Although the 16-year-old Arlington native doubts he’ll be heading to Massachusetts anytime soon, he was still proud to clock in at three hours, 58 minutes and seven seconds in the 26-mile marathon on May 1, especially since the longest he’d ever run before then was 10 miles at a time. Anything under four hours qualifies a runner for the Boston Marathon.
“I’ve been distance running since the seventh grade,” Decker said. “Cross country pushed me to do more than three miles at a time, and this year, I went from six to 10 miles just to see if I could do it.”
Encouraged by one of his teachers to try something he’d never attempted before, Decker decided to train for the Tacoma City Marathon, since he already liked running.

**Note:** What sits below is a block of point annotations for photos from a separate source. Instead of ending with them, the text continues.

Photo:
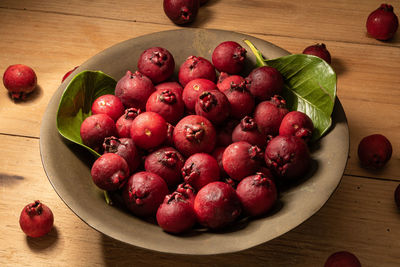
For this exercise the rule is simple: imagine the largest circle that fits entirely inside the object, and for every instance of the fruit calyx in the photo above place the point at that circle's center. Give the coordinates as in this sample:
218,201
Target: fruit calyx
167,97
207,101
194,133
34,208
189,173
248,124
158,58
169,158
111,144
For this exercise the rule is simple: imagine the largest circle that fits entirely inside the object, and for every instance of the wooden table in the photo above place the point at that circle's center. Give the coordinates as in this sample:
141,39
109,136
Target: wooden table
54,36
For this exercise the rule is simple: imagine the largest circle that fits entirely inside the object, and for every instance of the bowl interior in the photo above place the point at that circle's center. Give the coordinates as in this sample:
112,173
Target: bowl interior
68,166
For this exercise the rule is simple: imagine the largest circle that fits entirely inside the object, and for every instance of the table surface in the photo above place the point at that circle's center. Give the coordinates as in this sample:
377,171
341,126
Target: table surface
54,36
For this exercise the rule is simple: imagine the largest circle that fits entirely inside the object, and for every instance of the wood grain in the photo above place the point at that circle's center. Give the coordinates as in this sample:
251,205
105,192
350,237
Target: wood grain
360,217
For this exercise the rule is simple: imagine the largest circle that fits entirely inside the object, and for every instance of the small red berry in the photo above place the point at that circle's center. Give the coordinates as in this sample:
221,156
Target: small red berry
374,151
36,219
342,259
382,23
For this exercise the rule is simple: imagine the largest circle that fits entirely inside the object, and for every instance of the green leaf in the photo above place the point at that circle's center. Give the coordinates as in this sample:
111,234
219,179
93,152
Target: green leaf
76,102
310,87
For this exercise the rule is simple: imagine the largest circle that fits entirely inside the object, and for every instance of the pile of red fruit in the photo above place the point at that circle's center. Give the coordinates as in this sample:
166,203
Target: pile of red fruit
208,149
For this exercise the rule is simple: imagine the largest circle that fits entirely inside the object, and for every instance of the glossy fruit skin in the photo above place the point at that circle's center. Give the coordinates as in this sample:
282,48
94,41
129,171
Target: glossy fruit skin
257,193
217,205
95,128
287,157
124,123
200,169
214,106
134,89
241,159
110,172
247,130
265,82
110,105
397,196
148,130
157,63
318,50
124,147
68,73
166,162
241,101
195,68
181,11
269,115
374,151
167,103
176,214
143,193
297,123
194,134
193,90
36,219
229,57
382,23
19,80
342,259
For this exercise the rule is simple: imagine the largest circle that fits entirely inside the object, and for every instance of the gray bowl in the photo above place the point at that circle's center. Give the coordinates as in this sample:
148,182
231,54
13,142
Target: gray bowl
68,166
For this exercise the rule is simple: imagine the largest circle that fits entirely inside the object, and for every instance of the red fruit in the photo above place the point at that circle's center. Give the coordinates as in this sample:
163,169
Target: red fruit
157,63
19,80
196,68
342,259
269,114
374,151
241,101
181,11
187,191
173,86
68,73
298,124
265,82
257,193
148,130
36,219
217,205
213,105
241,159
167,103
382,23
287,157
95,128
143,193
109,105
225,82
166,162
194,134
229,57
124,147
193,90
200,169
247,130
176,214
110,172
397,196
124,122
134,89
318,50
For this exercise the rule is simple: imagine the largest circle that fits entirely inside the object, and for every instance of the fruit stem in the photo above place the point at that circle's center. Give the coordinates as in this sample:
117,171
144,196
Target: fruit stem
260,60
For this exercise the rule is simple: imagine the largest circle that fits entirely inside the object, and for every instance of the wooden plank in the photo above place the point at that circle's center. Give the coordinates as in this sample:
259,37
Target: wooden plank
360,217
335,20
367,74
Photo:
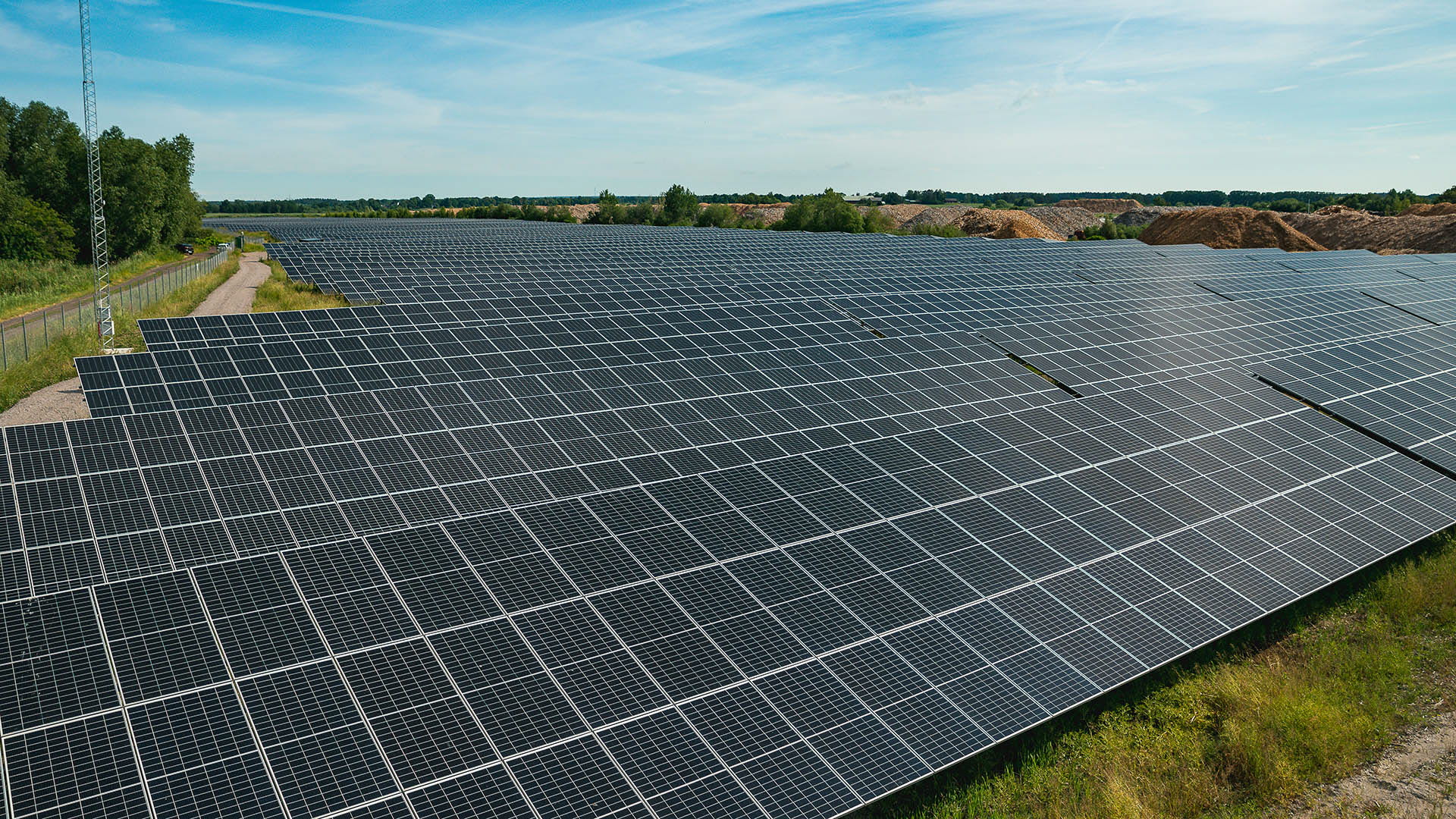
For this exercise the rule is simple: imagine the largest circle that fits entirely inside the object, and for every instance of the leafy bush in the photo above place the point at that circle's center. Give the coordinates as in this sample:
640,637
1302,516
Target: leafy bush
679,206
717,216
33,231
1112,231
827,212
560,213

“I kept pace for a three hour, 50 minute finish until mile 22,” Decker said. “I was really motivated to finish, because it was a really big deal to me, but I didn’t really think about it as I was doing it.”
Decker credits his success to pacing himself and maintaining a consistent running schedule, with no days off.
“I was running at least six miles a day,” Decker said. “You just put your mind in a different place. Rather than focusing on the run, I thought about what was going on at school, or different things that had happened during the day.”
Although the day of the marathon proved to be hot, especially for the Pacific Northwest, and Decker walked away with a little bit of pain, he still considered the weather mostly favorable, and was happy to have achieved his goal of finishing the course.
“He picked up the pace and started sprinting hard near the end,” said Decker’s aunt, Heather Herrera, who watched her nephew take home the first-place ribbon for the ages 15-19 category, and come in 111th out of 342 runners overall. “We were all really cheering him on. The average finishing time was four and a half hours. His coach once told him that he must have been born with wings on his feet.”